A ce titre, l’ONG Reporters sans frontières (RSF) a indiqué que la bande de Ghaza était devenue un cimetière pour les journalistes, où les forces d’occupation sionistes étouffent délibérément leur travail, les tuent et les menacent en permanence. Dans son rapport annuel, l’organisation a fait remarquer que les agressions commises contre les journalistes palestiniens arrivent en tête des sévices subis par les professionnels des médias en 2023.
«Les journalistes de Ghaza ont payé de leur vie, du fait de l’agression (sioniste) en cours depuis le 7 octobre dernier. Outre les assassinats, la perturbation de leur travail, les journalistes à Ghaza ont vu leurs familles tuées en guise de punition», a souligné l’ONG, dénonçant au passage le blackout médiatique privilégié par le gouvernement sioniste sur ses crimes contre Ghaza. A rappeler, en outre, que plusieurs immeubles abritant des médias à Ghaza et en Cisjordanie occupée ont été ciblés par l’aviation sioniste, détruisant le matériel de certains et contraignant d’autres à cesser d’émettre.
Par ailleurs, plusieurs d’entre eux ont été blessés à divers degrés de gravité dans ces bombardements ciblés. Le dernier en date est le correspondant d’Al-Jazeera Wael Al-Dahdouh, touché, hier, par des éclats d’obus. Le journaliste a été blessé à la main et au ventre par des débris de missile provenant d’un avion de reconnaissance. Des témoins oculaires ont rapporté que, bien qu’il portait son dossard presse, Al-Dahdouh a été blessé à la main et au ventre par des débris d’un missile provenant d’un avion de reconnaissance, lorsque l’armée israélienne avait visé les environs de l’école de «Haïfa», dans le centre de Khan Younes. De leur côté, des sources médicales ont rapporté que la blessure du journaliste palestinien est « légère » et que son état de santé est « stable ».
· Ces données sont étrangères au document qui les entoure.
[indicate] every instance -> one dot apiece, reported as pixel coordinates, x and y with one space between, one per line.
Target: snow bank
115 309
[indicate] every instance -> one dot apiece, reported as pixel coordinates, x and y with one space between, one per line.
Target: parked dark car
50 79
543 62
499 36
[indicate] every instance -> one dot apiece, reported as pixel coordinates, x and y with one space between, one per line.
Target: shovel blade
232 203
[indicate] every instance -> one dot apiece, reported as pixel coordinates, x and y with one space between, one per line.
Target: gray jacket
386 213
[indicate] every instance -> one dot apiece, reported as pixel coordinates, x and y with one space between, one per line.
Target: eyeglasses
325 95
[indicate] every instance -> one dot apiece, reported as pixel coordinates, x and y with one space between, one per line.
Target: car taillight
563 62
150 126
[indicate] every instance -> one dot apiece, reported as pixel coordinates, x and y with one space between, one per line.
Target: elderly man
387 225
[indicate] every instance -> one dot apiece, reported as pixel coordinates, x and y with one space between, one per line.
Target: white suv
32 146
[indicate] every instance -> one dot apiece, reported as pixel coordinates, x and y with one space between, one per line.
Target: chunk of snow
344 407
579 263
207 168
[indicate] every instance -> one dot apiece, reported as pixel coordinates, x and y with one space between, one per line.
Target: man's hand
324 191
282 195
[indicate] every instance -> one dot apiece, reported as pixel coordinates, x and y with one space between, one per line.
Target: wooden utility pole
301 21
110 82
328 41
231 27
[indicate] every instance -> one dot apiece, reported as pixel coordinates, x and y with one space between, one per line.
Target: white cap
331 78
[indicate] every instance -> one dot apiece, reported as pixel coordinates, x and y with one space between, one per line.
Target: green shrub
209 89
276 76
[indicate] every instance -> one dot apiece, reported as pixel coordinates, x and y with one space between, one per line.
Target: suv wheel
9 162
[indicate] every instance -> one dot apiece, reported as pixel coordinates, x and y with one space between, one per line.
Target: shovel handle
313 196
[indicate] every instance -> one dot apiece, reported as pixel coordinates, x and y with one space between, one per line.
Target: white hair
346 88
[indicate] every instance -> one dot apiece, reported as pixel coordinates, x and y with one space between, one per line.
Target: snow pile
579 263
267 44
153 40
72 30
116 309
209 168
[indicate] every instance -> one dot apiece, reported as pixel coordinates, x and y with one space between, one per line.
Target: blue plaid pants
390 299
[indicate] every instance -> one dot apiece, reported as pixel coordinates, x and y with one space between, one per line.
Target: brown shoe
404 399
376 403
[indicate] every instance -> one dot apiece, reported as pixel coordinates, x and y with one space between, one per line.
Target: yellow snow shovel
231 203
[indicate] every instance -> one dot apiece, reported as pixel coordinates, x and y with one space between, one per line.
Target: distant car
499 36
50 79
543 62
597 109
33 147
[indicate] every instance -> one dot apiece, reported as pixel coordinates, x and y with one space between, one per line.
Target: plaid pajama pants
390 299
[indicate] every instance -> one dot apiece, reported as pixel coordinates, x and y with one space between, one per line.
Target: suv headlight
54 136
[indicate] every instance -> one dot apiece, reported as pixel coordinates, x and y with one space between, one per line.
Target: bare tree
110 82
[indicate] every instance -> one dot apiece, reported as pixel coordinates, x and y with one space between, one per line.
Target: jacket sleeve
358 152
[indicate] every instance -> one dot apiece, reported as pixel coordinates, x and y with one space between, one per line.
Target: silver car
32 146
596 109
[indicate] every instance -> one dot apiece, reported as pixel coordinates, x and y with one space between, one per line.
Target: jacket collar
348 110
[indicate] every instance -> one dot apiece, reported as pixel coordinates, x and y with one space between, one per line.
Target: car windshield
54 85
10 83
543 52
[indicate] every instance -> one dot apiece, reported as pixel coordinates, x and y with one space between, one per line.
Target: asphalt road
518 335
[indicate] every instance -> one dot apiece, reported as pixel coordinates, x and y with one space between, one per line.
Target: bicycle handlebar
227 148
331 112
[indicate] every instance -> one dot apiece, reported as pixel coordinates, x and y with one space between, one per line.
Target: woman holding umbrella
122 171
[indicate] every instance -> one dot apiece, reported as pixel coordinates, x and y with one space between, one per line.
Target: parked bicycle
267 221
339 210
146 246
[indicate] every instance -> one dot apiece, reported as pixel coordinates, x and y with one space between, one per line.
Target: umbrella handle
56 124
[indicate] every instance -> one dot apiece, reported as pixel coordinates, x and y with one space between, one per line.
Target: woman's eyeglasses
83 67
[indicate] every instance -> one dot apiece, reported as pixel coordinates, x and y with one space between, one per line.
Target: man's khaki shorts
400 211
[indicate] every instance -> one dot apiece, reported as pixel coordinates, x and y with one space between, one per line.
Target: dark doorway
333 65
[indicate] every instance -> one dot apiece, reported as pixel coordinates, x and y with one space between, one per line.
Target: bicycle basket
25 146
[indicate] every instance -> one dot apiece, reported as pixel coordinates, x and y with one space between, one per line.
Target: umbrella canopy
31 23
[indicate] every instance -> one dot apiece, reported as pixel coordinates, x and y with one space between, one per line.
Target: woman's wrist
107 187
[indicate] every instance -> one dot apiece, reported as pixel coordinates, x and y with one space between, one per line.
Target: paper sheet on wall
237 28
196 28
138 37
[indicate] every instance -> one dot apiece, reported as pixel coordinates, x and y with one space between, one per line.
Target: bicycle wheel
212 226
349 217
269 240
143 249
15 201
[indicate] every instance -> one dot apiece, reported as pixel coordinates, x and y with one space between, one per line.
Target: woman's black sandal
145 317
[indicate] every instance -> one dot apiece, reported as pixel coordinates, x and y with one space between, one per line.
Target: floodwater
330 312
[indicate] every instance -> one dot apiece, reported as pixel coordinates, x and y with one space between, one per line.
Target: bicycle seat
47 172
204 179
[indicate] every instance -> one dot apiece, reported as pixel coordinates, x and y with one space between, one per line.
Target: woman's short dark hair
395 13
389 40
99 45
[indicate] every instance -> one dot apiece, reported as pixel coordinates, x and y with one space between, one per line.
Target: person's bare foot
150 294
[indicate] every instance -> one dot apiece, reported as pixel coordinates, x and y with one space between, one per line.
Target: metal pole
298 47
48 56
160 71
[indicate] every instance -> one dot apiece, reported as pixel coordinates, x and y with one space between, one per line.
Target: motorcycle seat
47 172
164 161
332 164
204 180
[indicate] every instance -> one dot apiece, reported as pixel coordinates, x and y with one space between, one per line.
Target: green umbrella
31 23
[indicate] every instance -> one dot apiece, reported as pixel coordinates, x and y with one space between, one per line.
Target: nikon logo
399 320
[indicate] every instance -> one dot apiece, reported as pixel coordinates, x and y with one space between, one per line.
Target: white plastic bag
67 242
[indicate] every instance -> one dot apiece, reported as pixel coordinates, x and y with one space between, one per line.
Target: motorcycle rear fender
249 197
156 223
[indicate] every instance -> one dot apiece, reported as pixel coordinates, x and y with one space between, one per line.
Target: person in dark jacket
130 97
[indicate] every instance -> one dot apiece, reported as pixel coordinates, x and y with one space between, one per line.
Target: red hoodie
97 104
Pour alerter sur cette situation, les syndicats de journalistes français et la Fédération internationale des journalistes (FIJ) ont organisé, le 7 décembre dernier à la Bourse du travail à Paris, un meeting de soutien aux journalistes qui couvrent le conflit sur le terrain, ainsi qu’une prise de parole du président du Syndicat des journalistes palestiniens, Nasser Abou Bakr, en visite en France. «L’Etat d’Israël prend les journalistes pour cible afin d’éteindre l’information», a déclaré celui qui est également vice-président de la Fédération internationale des journalistes.
Le 2 décembre, Nasser Abou Bakr avait rencontré le procureur de la Cour pénale internationale (CPI), Karim Khan, à Ramallah, pour lui demander l’ouverture d’une enquête contre l’entité sioniste pour crimes de guerre. Sans succès. Mais la présidente de la Fédération internationale des journalistes, Dominique Pradalié, veut croire que la CPI peut encore s’autosaisir sur le sujet.